王夫人离开之后,李存忠将身子斜靠在榻上,不禁回想起自己十几年来的过往。他本是甘州回鹘人,年少时为牧羊奴,在大唐征讨回鹘的战役中被李克俭之父李国昌所擒获。李国昌见其机灵,便带在身边充当通译官。然而随后沙陀军叛乱,被唐军击败,李国昌被迫携残兵北逃鞑靼,而他也跟着一路逃亡至北地。
直到黄巢起兵攻破长安,僖宗皇帝无奈之下,四处召集兵马勤王,而李国昌一家也被赦免叛乱之罪。但那时李国昌已然病故,而李克俭则借着平叛之机举兵重回关内,因平定黄巢有功,重新占据了河东之地。在这一过程中,李存忠始终跟随左右,屡建功勋。李克俭喜爱他的勇武和谋略,便将其收为义子,在诸多子嗣中位列首位。
待到李克俭登基,李存忠的地位自然节节攀升,在诸子嗣中他第一个被封为燕王,并且李克俭还让他总管兵部诸事,后来又觉得兵部事宜以枢密院为主,便又给他加上工部,风头之盛,一时无人能及。其余诸子虽也封王,但总管六部事宜的唯有他一人。而他也认为以自己的才能和功绩,待李克俭驾崩之后,那皇帝宝座自然非他莫属。可不曾想朝堂众臣商议立储君时,无意之间竟把晋王李存义也推到了台前。而如今李存义掌管了户部事务,掌控国中钱粮,瞬间便将地位与他拉平。但李存义又有何本事呢?带兵打仗恐怕连普通将领的水平都不及,若非要论其才能,或许在调度钱粮、治理百姓方面可能比自己稍强一些,但若是将自己置于他的位置,恐怕也不会差太多。说到底,也只能说李克俭虽喜爱众养子的才华,内心还是更看重自家血脉罢了。
想到这些,李存忠心中愈发愤懑不平,当初亲口所言,储君应由有能者担任,不论血脉。可这才做了几天皇帝,就要言而无信吗?那自己这十多年的勤勉又置于何地?
李存忠闭上双眼,又回想起方才王夫人的话语,不禁暗自叹息。如今的局势,自己已然骑虎难下,进一步自然能风光依旧,但倘若不慎走错一步,恐怕便是坠入万丈深渊。到那时,莫说自己,就连家中妻儿,恐怕也难以善终。原本一个晋王就已让他焦头烂额,如今又突然冒出个秦王,更是让他倍感棘手。这李存孝倘若果真对储君之位有意,那还好说,届时无非是三方角逐的局面。而最可怕的是,若他与李存义联合,那形势对自己恐怕极为不利。毕竟这二人乃是一母同胞,若是私下勾结,李存义掌控国中钱粮,而李存孝屯兵西北,只怕自己这储君之位即便坐上了,也是后患无穷。或许自己应该如祆教那人所言,先下手为强。

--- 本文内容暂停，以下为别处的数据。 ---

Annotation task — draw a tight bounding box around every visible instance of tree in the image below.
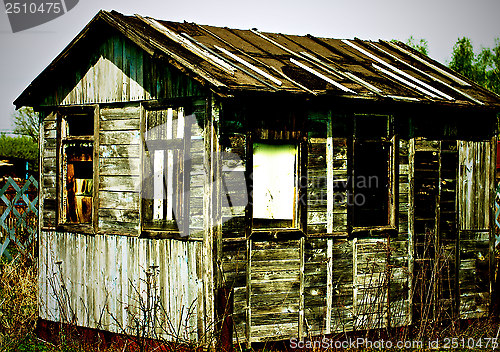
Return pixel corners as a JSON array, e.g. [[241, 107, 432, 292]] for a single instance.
[[406, 35, 429, 56], [12, 107, 40, 144]]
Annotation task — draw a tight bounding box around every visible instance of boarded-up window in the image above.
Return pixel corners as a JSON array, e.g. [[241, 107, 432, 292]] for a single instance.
[[352, 141, 390, 227], [59, 107, 95, 225], [142, 108, 191, 232], [252, 142, 298, 227], [348, 114, 395, 227]]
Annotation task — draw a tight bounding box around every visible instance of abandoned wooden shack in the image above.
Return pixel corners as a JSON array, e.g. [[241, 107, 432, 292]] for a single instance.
[[15, 11, 500, 343]]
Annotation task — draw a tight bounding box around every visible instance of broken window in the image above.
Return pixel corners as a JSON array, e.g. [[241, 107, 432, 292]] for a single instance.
[[142, 108, 192, 233], [59, 107, 95, 229], [252, 142, 299, 228]]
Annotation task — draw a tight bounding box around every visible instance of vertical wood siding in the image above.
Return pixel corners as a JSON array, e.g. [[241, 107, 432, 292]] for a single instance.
[[41, 34, 202, 106], [98, 106, 141, 236], [39, 112, 57, 228], [413, 138, 458, 322], [458, 139, 496, 319], [39, 231, 203, 341]]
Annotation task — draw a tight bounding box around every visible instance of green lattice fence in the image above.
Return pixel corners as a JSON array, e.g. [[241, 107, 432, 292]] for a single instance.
[[0, 176, 38, 260]]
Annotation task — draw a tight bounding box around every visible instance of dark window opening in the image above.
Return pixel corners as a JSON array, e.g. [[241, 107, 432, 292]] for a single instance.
[[60, 108, 95, 224]]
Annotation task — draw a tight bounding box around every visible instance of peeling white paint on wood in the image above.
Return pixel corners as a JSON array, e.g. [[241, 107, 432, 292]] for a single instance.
[[253, 143, 297, 220]]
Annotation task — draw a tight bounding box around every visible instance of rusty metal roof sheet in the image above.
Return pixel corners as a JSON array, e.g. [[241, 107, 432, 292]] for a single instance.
[[15, 11, 500, 109]]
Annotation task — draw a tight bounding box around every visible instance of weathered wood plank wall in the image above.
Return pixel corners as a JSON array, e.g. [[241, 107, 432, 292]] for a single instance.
[[458, 139, 496, 319], [39, 112, 57, 228], [38, 231, 204, 341]]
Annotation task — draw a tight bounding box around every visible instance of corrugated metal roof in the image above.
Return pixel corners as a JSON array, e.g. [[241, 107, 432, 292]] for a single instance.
[[15, 11, 500, 108]]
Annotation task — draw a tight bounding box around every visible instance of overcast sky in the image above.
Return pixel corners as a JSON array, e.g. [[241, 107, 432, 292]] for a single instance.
[[0, 0, 500, 131]]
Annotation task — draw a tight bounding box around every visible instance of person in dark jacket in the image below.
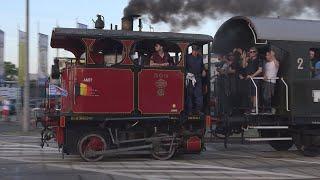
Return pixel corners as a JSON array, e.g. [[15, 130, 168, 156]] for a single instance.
[[186, 45, 206, 114]]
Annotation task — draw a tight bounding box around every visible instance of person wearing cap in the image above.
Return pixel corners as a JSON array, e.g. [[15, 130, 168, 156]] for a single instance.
[[186, 45, 206, 114], [150, 42, 171, 66]]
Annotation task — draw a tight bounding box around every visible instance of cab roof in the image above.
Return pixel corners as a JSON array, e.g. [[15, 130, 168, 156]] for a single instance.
[[51, 28, 213, 48]]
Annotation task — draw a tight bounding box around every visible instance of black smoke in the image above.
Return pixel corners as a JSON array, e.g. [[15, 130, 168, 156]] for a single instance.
[[124, 0, 320, 30]]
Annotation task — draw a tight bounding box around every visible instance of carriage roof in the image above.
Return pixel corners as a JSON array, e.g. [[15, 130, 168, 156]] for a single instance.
[[51, 28, 213, 48], [216, 16, 320, 42]]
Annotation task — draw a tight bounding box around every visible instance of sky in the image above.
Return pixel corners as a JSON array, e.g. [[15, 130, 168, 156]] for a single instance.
[[0, 0, 229, 73]]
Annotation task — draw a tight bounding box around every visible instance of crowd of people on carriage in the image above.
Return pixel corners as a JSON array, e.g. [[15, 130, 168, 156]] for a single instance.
[[217, 47, 279, 113]]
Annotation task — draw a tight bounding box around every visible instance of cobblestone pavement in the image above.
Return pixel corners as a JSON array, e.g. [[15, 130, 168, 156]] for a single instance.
[[0, 130, 320, 180]]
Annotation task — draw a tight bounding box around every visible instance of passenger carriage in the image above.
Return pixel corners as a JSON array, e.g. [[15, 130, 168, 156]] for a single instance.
[[212, 16, 320, 154]]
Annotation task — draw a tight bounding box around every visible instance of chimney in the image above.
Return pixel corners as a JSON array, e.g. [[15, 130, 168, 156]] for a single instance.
[[121, 15, 142, 31], [121, 16, 133, 31], [139, 18, 142, 31]]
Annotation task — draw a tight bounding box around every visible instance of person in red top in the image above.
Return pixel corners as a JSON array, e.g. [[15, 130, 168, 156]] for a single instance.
[[150, 42, 172, 66]]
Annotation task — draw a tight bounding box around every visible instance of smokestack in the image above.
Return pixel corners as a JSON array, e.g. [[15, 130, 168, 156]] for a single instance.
[[139, 18, 142, 31], [121, 16, 133, 31]]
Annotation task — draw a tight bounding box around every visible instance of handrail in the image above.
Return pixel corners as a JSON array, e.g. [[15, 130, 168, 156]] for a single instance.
[[250, 77, 259, 114], [281, 78, 290, 112]]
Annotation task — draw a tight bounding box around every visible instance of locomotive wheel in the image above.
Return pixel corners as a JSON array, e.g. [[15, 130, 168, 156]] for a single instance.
[[269, 141, 293, 151], [78, 132, 107, 162], [151, 133, 177, 160], [261, 130, 293, 151]]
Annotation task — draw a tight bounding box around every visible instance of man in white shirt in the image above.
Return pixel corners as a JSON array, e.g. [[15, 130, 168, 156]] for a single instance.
[[263, 50, 279, 112]]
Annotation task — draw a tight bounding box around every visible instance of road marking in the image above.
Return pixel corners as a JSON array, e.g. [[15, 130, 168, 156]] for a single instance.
[[172, 162, 315, 178], [0, 134, 41, 139], [0, 141, 315, 179], [274, 158, 320, 164]]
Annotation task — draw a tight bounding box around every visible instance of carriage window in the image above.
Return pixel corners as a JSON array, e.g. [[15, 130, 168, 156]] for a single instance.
[[91, 39, 123, 66], [130, 40, 181, 66], [308, 48, 320, 79]]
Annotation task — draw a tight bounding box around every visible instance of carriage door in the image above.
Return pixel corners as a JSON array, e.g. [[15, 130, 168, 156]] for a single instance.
[[131, 40, 184, 114]]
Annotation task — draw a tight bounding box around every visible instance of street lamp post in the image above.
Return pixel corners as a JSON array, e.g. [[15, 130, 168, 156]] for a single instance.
[[22, 0, 30, 132]]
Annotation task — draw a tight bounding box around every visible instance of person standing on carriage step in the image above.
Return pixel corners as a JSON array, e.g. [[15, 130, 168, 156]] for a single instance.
[[263, 50, 279, 113], [246, 47, 262, 113], [186, 45, 206, 114]]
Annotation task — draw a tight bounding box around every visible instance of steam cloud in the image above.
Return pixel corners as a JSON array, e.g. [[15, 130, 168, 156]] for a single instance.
[[124, 0, 320, 31]]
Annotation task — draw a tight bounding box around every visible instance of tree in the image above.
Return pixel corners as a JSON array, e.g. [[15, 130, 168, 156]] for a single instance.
[[4, 61, 18, 81]]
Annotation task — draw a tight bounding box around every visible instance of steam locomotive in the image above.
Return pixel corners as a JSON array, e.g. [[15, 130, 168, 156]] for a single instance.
[[38, 16, 320, 161]]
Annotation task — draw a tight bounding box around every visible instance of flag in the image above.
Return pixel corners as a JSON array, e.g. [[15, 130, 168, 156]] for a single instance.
[[77, 22, 88, 29], [80, 83, 93, 96], [0, 30, 4, 82], [38, 33, 48, 85], [18, 30, 27, 86], [49, 84, 68, 97]]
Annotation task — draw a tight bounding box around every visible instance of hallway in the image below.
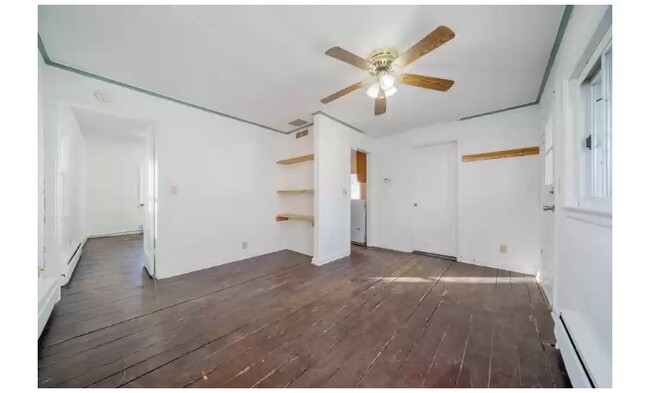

想到此处,李存忠睁开双眼,闪过一道寒光,脸上也浮现出一丝狰狞之色,自言自语道:“父皇,希望您莫要逼我......” 说罢向外喊道:“刘大!”
屋外应了一声,紧接着便见一个面目清瘦的中年男子走了进来,问道:“王爷,有何吩咐?”
李存忠提起桌上的毛笔,写成一封短信,递给刘大,说道:“速将此信送到枢密院中,交给那人,切不可让他人看到。”
那刘大点点头,将信揣入怀中,推门离去。